¿Varios tipos de cabello en una sola cabeza? Así adaptas tu cuidado capilar

¿Varios tipos de cabello en una sola cabeza? Así adaptas tu cuidado capilar

¿Has notado que tu cabello no se comporta igual en todas las zonas? Tal vez sea liso en la parte superior, pero más rizado en la nuca, o fino en el flequillo y más grueso en la coronilla. Es completamente normal tener diferentes tipos de cabello en una misma cabeza. La textura, el grosor y la porosidad pueden variar, y eso exige un cuidado más personalizado. Aquí te contamos cómo conocer mejor tu cabello y adaptar tu rutina para sacarle el máximo partido.
¿Por qué tenemos distintas texturas?
La genética es el principal factor que determina el tipo de cabello, pero también influyen el clima, la exposición solar, el uso de herramientas de calor y los tratamientos químicos. En España, por ejemplo, el sol y la humedad varían mucho entre regiones: el aire seco de Madrid no afecta igual que la brisa salina de la costa mediterránea. Estas condiciones pueden hacer que unas zonas del cabello estén más secas o encrespadas que otras.
Además, los cambios hormonales, la edad y la alimentación también pueden modificar la estructura capilar con el tiempo. Por eso, es normal que el cabello cambie y que tu rutina deba evolucionar con él.
Conoce tu cabello
Antes de adaptar tu cuidado, es importante entender qué tipo de cabello tienes. Observa tres aspectos clave:
- Textura: ¿Es fino, medio o grueso?
- Porosidad: ¿Absorbe fácilmente la humedad o le cuesta retenerla?
- Patrón: ¿Es liso, ondulado, rizado o afro? ¿Varía según la zona?
Un truco sencillo es tomar un cabello y deslizarlo entre los dedos: si se siente muy suave, tiene baja porosidad; si se nota áspero, es más poroso. También puedes observar cómo reacciona a la humedad: si se encrespa rápido, probablemente sea más poroso.
Divide el cabello en zonas
Piensa en tu cabello como si fuera tu piel: puede tener diferentes “zonas” con necesidades distintas.
- Parte superior y laterales: suelen estar más expuestos al sol y al calor, por lo que necesitan hidratación y protección extra.
- Nuca: puede ser más grasa o pesada, ya que está en contacto con el sudor y la piel.
- Puntas: son las más secas y frágiles, y requieren productos nutritivos y selladores.
Identificar estas diferencias te ayudará a aplicar los productos adecuados en cada zona.
Adapta tu rutina paso a paso
1. Lava con cuidado
Usa un champú suave que se adapte a tu cuero cabelludo. Si las puntas están secas, evita frotarlas: deja que la espuma caiga sobre ellas. En cabellos rizados o muy secos, puedes alternar con un lavado tipo co-wash (acondicionador limpiador) para mantener la hidratación.

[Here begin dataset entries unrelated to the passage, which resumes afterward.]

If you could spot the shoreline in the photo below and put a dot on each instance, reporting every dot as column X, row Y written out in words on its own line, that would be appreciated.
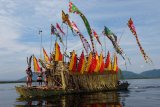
column 5, row 82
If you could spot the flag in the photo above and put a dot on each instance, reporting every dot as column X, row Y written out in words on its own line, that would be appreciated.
column 35, row 64
column 133, row 30
column 74, row 64
column 132, row 27
column 113, row 38
column 59, row 28
column 115, row 64
column 96, row 36
column 46, row 58
column 65, row 19
column 93, row 64
column 55, row 32
column 52, row 30
column 96, row 63
column 74, row 26
column 58, row 54
column 108, row 65
column 101, row 63
column 83, row 39
column 72, row 61
column 85, row 43
column 81, row 64
column 74, row 9
column 89, row 61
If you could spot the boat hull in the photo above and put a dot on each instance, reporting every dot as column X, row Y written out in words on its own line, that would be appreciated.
column 35, row 91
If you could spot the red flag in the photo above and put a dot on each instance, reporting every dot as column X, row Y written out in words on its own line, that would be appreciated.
column 74, row 64
column 52, row 30
column 101, row 63
column 74, row 26
column 93, row 64
column 131, row 26
column 96, row 36
column 59, row 28
column 81, row 63
column 108, row 62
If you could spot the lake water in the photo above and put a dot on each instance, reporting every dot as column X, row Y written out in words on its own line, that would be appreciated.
column 142, row 93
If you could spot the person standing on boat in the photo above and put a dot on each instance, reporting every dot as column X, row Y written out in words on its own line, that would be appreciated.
column 29, row 76
column 39, row 78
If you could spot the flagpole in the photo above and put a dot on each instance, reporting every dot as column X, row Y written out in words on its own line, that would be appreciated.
column 40, row 33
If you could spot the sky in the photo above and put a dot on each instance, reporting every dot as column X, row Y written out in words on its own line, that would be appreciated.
column 20, row 21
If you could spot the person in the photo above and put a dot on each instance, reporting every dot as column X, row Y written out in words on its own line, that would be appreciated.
column 39, row 78
column 29, row 76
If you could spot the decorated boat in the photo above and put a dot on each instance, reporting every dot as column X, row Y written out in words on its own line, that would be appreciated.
column 89, row 72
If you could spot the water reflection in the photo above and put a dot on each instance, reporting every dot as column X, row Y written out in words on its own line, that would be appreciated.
column 103, row 99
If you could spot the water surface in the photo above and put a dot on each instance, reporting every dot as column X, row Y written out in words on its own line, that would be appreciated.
column 142, row 93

2. Usa distintos acondicionadores
No todos los mechones necesitan el mismo producto. Aplica un acondicionador ligero en las zonas más grasas y uno más nutritivo en las partes secas o dañadas. Puede parecer más trabajo, pero el resultado será un cabello más equilibrado.
3. Hidrata y sella
Un leave-in ligero o una bruma hidratante puede ayudar a controlar el encrespamiento en las zonas finas, mientras que unas gotas de aceite en las puntas aportan brillo y suavidad. Ajusta la cantidad según la densidad de tu cabello.
4. Ajusta el peinado
Si usas plancha o secador, regula la temperatura según el grosor del cabello: las zonas finas necesitan menos calor. No olvides aplicar protector térmico y, si puedes, deja secar parte del cabello al aire para evitar daños.
Cuando se mezclan rizos y liso
Muchas personas tienen el cabello más rizado en la parte posterior y más liso en la delantera. En lugar de intentar uniformarlo, aprovecha las diferencias. Puedes usar un difusor para definir los rizos de la nuca y un cepillo redondo para alisar el flequillo. Así conseguirás un acabado natural y con movimiento.
Ajusta según la estación
El clima español cambia mucho a lo largo del año. En invierno, el aire seco y la calefacción pueden resecar el cabello; en verano, el sol y el agua del mar o la piscina lo deshidratan. Adapta tus productos: más hidratación y aceites en invierno, fórmulas ligeras y con protección UV en verano.
Escucha a tu cabello
No existe una rutina universal. Lo importante es observar cómo responde tu cabello: si se ve pesado, seco o sin brillo, ajusta los productos o la frecuencia de lavado. Tener varios tipos de cabello no es un problema, sino una oportunidad para conocerlo mejor y cuidarlo de forma más consciente.
Cuando aprendes a tratar cada zona según sus necesidades, tu melena se ve más sana, equilibrada y natural, sin importar si es lisa, ondulada o rizada.